E.g. on a machine with user/group IDs are 1000:1000
you build an image and use those values to create a user. Then you push
the image to some registry. On another machine (or just another user) with IDs 1001:1000
you want to pull
and use the image.
AFAIU you would either have to know the IDs to use and provide them to docker run
and you might get trouble dealing with files created by the container. Using the local IDs will let you experience those issues inside the container.
Right?
What's the usual approach to this? I'd like to have some way to 'translate' those ID's, i.e. having UID 1001
outside and 1000
inside the container.
Currently the only ways I know of are: 1. ignoring the issue, 2. not sharing images or 3. entering the container with IDs of the user inside the image and rewriting permissions afterwards.
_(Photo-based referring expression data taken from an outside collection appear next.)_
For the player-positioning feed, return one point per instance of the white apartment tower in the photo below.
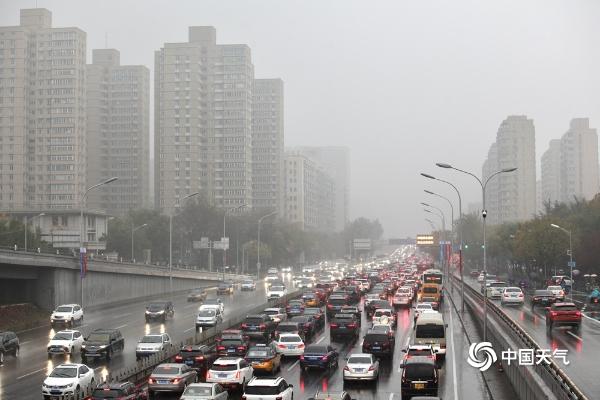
(42, 114)
(203, 121)
(267, 145)
(118, 134)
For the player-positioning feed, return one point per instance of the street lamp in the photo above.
(82, 223)
(132, 232)
(171, 242)
(460, 235)
(483, 185)
(258, 250)
(568, 232)
(27, 224)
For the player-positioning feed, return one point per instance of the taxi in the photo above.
(264, 358)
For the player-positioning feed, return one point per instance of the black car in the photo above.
(198, 357)
(319, 356)
(542, 298)
(159, 311)
(419, 377)
(379, 344)
(9, 344)
(344, 325)
(102, 343)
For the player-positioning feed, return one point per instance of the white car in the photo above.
(152, 344)
(361, 367)
(268, 388)
(67, 314)
(68, 380)
(276, 292)
(65, 342)
(230, 371)
(289, 344)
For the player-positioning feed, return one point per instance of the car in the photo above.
(277, 314)
(198, 357)
(361, 367)
(543, 298)
(152, 344)
(557, 291)
(102, 343)
(117, 390)
(232, 372)
(378, 343)
(232, 342)
(289, 344)
(322, 356)
(258, 326)
(9, 344)
(67, 314)
(204, 391)
(512, 295)
(170, 378)
(65, 342)
(264, 358)
(68, 380)
(268, 388)
(563, 314)
(248, 284)
(159, 311)
(419, 377)
(344, 325)
(197, 295)
(208, 317)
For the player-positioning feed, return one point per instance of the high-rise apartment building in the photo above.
(336, 160)
(203, 121)
(42, 114)
(511, 196)
(118, 135)
(309, 194)
(267, 145)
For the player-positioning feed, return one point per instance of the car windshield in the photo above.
(63, 372)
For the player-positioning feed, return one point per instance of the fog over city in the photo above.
(402, 84)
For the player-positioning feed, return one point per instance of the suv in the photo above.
(9, 344)
(102, 343)
(268, 388)
(259, 325)
(159, 310)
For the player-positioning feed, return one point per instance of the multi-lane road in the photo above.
(22, 378)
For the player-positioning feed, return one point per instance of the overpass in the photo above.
(48, 280)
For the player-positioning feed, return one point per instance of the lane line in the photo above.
(293, 365)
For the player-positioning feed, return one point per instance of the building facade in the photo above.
(42, 114)
(118, 134)
(267, 145)
(203, 121)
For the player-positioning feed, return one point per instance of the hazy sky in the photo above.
(403, 84)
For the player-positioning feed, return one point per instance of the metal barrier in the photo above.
(551, 374)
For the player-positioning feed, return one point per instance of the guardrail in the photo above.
(140, 372)
(551, 374)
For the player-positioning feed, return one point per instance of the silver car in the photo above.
(171, 378)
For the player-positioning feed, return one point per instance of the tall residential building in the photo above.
(550, 165)
(203, 121)
(336, 160)
(511, 197)
(579, 161)
(309, 194)
(42, 114)
(267, 145)
(118, 134)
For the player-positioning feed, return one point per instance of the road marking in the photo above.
(293, 365)
(31, 373)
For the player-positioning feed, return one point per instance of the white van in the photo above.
(431, 330)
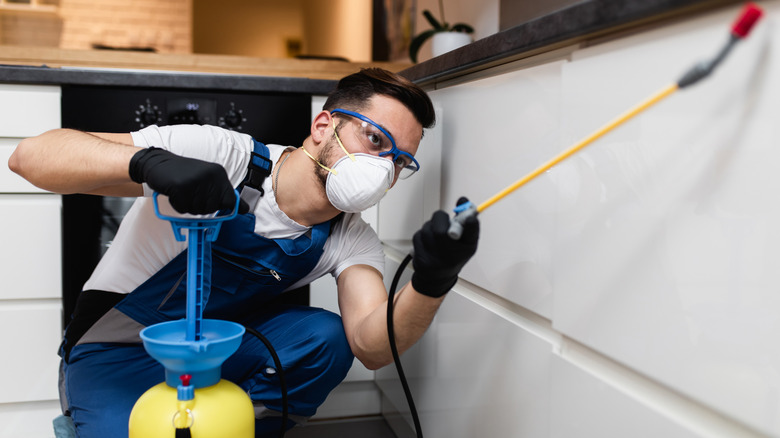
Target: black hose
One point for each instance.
(279, 372)
(394, 348)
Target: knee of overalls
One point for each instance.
(315, 356)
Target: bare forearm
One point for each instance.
(68, 161)
(412, 314)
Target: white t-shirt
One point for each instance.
(144, 243)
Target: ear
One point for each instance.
(322, 122)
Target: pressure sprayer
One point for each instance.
(193, 400)
(739, 30)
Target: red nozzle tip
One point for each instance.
(750, 14)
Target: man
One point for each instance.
(298, 224)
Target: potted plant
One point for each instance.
(446, 37)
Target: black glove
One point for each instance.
(437, 257)
(192, 186)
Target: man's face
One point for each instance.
(392, 116)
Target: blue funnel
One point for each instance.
(167, 343)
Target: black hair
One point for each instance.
(354, 91)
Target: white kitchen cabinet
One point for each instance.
(31, 260)
(646, 265)
(670, 263)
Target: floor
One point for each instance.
(374, 427)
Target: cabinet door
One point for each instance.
(9, 181)
(28, 110)
(31, 250)
(29, 369)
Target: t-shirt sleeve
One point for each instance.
(205, 142)
(363, 247)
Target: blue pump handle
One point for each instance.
(201, 232)
(209, 222)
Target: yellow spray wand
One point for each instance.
(739, 30)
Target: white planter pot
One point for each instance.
(444, 42)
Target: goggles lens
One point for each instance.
(377, 140)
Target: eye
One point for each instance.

Do not build specific user IDs into your image. As you note, if you do depend on the runtime user ID matching host-directory permissions, this will be wrong if a different host user runs the container. You must specify this at docker run
time.
If at all possible, avoid writing to local files in your container. Store data somewhere like a relational database instead. If you don't need to write files, then it doesn't actually matter what user ID the container runs as. This also makes it easier to scale the application and to run it in clustered environments like Kubernetes.
If your application does write to local files, then limit it to a single directory. Say your application code is in /app
; maybe the data goes in /data
. Only that one directory needs to be writable. The files in /app
should stay owned by root; you do not want the application to be able to overwrite its source code or static assets while it's running.
In the Dockerfile, a good practice would be to create a non-root user, with any user ID, but only switch to it at the end of the Dockerfile. Your container should be operable without any special options.
FROM ...
# Create a non-root user, with an arbitrary user ID
RUN adduser --system --no-create-home appuser
# We are still root; do the normal build-and-install steps
# (Do not run `chown` on anything here, leave it all owned by root)
WORKDIR /app
COPY ...
RUN ...
# Create the empty data directory and give the arbitrary user
# permissions on it
RUN mkdir /data && chown appuser /data
ENV APP_DATA_DIR=/data # recognized by the application
# Normal metadata to run the application, as the arbitrary user
USER appuser
CMD ...
If you decide you want the data to be backed by a bind-mounted host directory, then when you run the container you need to provide the corresponding user ID.
docker run \
-u $(id -u):$(id -g) \ # as the host user
-v "$PWD:/data" \ # mounting the current directory on /data
...
You may need an entrypoint wrapper script to set up the /data
directory on first use. Anything that is in the image will be hidden by the bind mount, so if the host directory is initially empty then the image will need to know how to put the required initial data there.